One suggestion: decision trees handle both categorical and discrete data usually without problem; however, in my experience, decision tree algorithms always perform better if the response variable (the variable you are trying to predict using all other variables) is discrete/categorical rather than continuous. It looks like yours is probably continuous, in which case in would consider discretizing it (unless doing so just causes the entire analysis to be meaningless). To do this, just bin your response variable values using parameters (bin size, bin number, and bin edges) meaningful w/r/t your problem domain--e.g., if your r/v is comprised of 'continuous values' from 1 to 100, you might sensibly bin them into 5 bins, 0-20, 21-40, 41-60, and so on.
For instance, from your Question, suppose one variable in your data is X and it has 5 values (10, 20, 25, 50, 100); suppose also that splitting your data on this variable with the third value (25) results in two nearly pure subsets--one low-value and one high-value. As long as this purity were higher than for the sub-sets obtained from splitting on the other values, the data would be split on that variable/value pair.
RapidMiner does indeed have a decision tree implementation, and it seems there are quite a few tutorials available on the Web (e.g., from YouTube, here and here). (Note, I have not used the decision tree module in R/M, nor have i used RapidMiner at all.)

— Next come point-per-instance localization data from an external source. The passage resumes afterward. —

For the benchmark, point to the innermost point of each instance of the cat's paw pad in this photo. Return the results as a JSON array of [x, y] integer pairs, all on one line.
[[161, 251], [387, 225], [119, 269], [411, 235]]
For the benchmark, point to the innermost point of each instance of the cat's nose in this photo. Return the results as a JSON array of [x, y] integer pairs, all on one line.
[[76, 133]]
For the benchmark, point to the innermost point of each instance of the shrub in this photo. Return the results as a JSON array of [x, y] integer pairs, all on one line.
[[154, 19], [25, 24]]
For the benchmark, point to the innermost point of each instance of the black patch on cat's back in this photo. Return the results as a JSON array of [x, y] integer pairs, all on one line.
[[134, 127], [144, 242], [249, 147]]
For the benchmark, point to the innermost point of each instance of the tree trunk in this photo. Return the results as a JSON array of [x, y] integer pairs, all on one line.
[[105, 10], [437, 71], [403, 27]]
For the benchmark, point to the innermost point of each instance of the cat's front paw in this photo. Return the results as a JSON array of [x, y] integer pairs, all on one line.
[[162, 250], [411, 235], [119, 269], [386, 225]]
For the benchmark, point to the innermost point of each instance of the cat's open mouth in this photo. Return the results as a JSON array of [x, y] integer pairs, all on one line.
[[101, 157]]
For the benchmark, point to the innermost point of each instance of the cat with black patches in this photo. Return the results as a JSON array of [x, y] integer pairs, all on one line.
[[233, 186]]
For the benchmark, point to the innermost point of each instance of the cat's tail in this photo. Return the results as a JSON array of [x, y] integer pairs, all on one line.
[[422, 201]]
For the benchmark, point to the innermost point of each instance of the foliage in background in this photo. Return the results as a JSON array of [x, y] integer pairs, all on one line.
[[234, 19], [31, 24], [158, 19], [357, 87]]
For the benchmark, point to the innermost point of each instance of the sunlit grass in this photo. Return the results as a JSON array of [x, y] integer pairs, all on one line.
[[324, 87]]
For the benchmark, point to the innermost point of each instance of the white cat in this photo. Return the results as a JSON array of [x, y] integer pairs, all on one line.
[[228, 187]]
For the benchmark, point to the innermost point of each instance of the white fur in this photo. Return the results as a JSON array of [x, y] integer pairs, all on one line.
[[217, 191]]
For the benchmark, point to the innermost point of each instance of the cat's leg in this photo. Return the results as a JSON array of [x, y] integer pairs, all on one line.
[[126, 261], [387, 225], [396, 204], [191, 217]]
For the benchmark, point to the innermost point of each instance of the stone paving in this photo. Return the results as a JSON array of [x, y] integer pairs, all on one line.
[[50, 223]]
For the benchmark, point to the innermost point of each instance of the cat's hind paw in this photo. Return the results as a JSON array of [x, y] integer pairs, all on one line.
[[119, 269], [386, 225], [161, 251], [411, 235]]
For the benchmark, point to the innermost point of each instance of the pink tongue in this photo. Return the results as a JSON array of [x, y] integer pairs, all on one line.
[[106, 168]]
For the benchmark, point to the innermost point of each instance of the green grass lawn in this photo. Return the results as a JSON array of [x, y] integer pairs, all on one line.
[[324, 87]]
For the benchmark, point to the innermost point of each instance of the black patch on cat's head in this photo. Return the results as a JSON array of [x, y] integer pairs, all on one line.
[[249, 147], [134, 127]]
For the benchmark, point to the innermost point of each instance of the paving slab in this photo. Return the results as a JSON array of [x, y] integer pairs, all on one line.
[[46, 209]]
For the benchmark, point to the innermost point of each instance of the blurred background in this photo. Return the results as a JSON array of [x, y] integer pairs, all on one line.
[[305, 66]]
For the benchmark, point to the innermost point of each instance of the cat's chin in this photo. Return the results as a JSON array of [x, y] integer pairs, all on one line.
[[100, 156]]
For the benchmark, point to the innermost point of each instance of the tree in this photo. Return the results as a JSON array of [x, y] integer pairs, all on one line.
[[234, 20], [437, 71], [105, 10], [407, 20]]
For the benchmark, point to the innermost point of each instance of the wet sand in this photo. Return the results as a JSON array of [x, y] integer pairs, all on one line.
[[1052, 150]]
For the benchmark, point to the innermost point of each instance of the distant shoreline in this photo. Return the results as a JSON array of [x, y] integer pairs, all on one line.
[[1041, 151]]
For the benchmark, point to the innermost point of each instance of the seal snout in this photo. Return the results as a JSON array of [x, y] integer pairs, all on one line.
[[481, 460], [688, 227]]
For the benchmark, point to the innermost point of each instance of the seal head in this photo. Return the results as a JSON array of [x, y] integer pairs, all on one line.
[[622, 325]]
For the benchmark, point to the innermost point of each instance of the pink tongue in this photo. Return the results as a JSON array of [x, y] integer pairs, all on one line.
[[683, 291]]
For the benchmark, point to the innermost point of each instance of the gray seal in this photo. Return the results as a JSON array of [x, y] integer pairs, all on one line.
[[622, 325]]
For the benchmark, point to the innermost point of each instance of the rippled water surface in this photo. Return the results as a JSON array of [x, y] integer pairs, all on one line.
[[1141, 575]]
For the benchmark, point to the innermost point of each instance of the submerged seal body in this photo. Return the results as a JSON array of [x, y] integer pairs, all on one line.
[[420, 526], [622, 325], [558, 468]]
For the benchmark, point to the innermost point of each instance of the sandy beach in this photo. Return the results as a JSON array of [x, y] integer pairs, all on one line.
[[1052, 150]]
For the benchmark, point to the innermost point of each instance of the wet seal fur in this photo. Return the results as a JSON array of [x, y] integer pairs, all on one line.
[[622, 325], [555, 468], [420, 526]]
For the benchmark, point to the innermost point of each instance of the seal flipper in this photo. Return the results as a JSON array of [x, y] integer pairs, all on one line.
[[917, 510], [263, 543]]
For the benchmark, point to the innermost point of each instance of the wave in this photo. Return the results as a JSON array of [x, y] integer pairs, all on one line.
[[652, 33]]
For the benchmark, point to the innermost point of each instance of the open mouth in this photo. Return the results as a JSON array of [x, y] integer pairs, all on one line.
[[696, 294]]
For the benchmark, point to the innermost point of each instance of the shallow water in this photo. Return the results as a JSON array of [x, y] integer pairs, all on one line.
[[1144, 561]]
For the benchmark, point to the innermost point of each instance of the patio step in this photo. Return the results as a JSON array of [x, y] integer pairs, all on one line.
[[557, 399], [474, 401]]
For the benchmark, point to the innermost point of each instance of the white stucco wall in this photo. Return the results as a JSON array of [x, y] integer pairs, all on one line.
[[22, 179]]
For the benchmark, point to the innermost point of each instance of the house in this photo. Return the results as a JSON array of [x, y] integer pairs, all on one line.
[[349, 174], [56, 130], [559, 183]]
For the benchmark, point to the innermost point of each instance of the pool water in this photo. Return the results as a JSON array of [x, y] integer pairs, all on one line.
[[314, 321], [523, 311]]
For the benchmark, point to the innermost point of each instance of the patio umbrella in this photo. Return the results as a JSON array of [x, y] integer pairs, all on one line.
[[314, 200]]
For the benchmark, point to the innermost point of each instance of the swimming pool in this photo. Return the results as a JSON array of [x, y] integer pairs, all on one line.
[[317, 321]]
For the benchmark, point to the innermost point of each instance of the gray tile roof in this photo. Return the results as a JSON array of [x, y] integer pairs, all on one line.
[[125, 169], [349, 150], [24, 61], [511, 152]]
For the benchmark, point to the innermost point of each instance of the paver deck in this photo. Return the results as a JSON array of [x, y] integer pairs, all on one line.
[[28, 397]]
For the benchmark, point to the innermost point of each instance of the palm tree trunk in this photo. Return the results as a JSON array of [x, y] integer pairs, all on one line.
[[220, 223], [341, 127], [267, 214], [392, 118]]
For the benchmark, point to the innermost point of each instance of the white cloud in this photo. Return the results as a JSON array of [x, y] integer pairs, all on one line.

The other set of techniques i would consider is usually grouped under the rubric Dimension Reduction. Feature Extraction and Feature Selection are two perhaps the most common terms after D/R. The most widely used is PCA, or principal-component analysis, which is based on an eigen-vector decomposition of the covariance matrix (derived from to your data matrix).
One direct result from this eigen-vector decomp is the fraction of variability in the data accounted for by each eigenvector. Just from this result, you can determine how many dimensions are required to explain, e.g., 95% of the variability in your data
If RapidMiner has PCA or another functionally similar dimension reduction technique, it's not obvious where to find it. I do know that RapidMiner has an R Extension, which of course let's you access R inside RapidMiner.R has plenty of PCA libraries (Packages). The ones i mention below are all available on CRAN, which means any of the PCA Packages there satisfy the minimum Package requirements for documentation and vignettes (code examples). I can recommend pcaPP (Robust PCA by Projection Pursuit).
In addition, i can recommend two excellent step-by-step tutorials on PCA. The first is from the NIST Engineering Statistics Handbook. The second is a tutorial for Independent Component Analysis (ICA) rather than PCA, but i mentioned it here because it's an excellent tutorial and the two techniques are used for the similar purposes.